10 Dec 2015 Creative Market Adds Extended Licenses

Until now Creative Market operated under a custom license, that they called ‘SimpleLicense’. Today they’re extending this structure to offer both a standard SimpleLicense and an Extended license.

Frustrated by the absence of Extended Licenses, some Creative Market contributors had been attempting a ‘hack’ of the shortcoming by offering Extended License rights as ‘products’ in their Creative Market shop fronts – legally a very dubious tactic which Creative Market have said was never valid.

The New Licenses

Creative Market’s SimpleLicense is similar to common Royalty Free licenses, but unlike the industry standard it included unlimited print runs, and was limited to use in only a single commercial project.  The SimpleLicense is now named Standard, but still includes unlimited reproductions.

The new Extended license only adds one right, but a key one that had been requested by the platform’s community for long time: use of purchased items in products for resale.

Standard is now the default option for purchases, and an upgrade to an Extended is available for all assets for sale at Creative Market, with no opt-out. Shop owners/contributors are able to set custom prices for each license in all of their products.

Single Commercial Project

Both Creative Market licenses maintain the single project limitation, prohibiting the customer from using purchased files across different campaigns, products or accounts.

This strategy worked in RM where usage was controlled and monitored, and customers knew they had to come back to license more rights to use images beyond their initial rights purchase.

Then the Royalty Free license model came along, removing both the restrictions on quantity of uses as well as the need to police and enforce them.

Canva introduced a One Time Use license which works because customers never download the file – they pay when they export a completed design and only then is the watermark removed.
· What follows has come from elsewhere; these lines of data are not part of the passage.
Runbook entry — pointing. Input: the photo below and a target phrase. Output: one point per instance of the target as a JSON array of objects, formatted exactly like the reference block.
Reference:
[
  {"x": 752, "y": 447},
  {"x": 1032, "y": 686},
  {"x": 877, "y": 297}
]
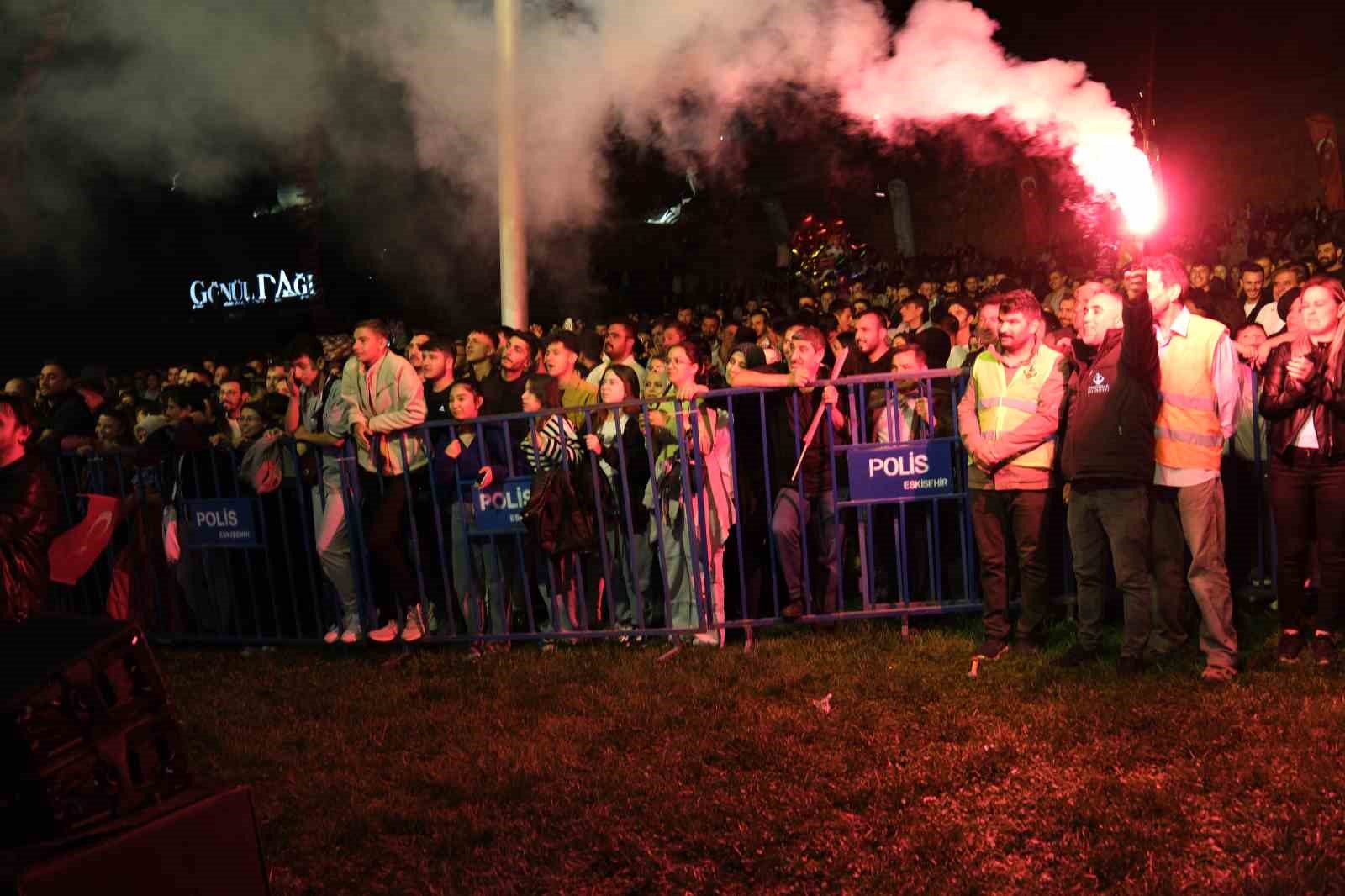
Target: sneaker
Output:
[
  {"x": 1324, "y": 649},
  {"x": 1290, "y": 646},
  {"x": 1075, "y": 656},
  {"x": 990, "y": 649},
  {"x": 1130, "y": 667},
  {"x": 414, "y": 630}
]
In the case of Creative Market they don’t call their license “Royalty Free” because that’s not what it is, but they’re working against the assumption of the media buying public who rarely read license agreements and will assume they can use their purchased files the same way as those from every other supplier.

While adding an Extended License for resale items is a great improvement, it seems a bigger omission is an Extended License that allows customers to use items in multiple projects, or as it’s otherwise known: a Royalty Free license.  I expect that’s how the majority of purchases are already being used anyway.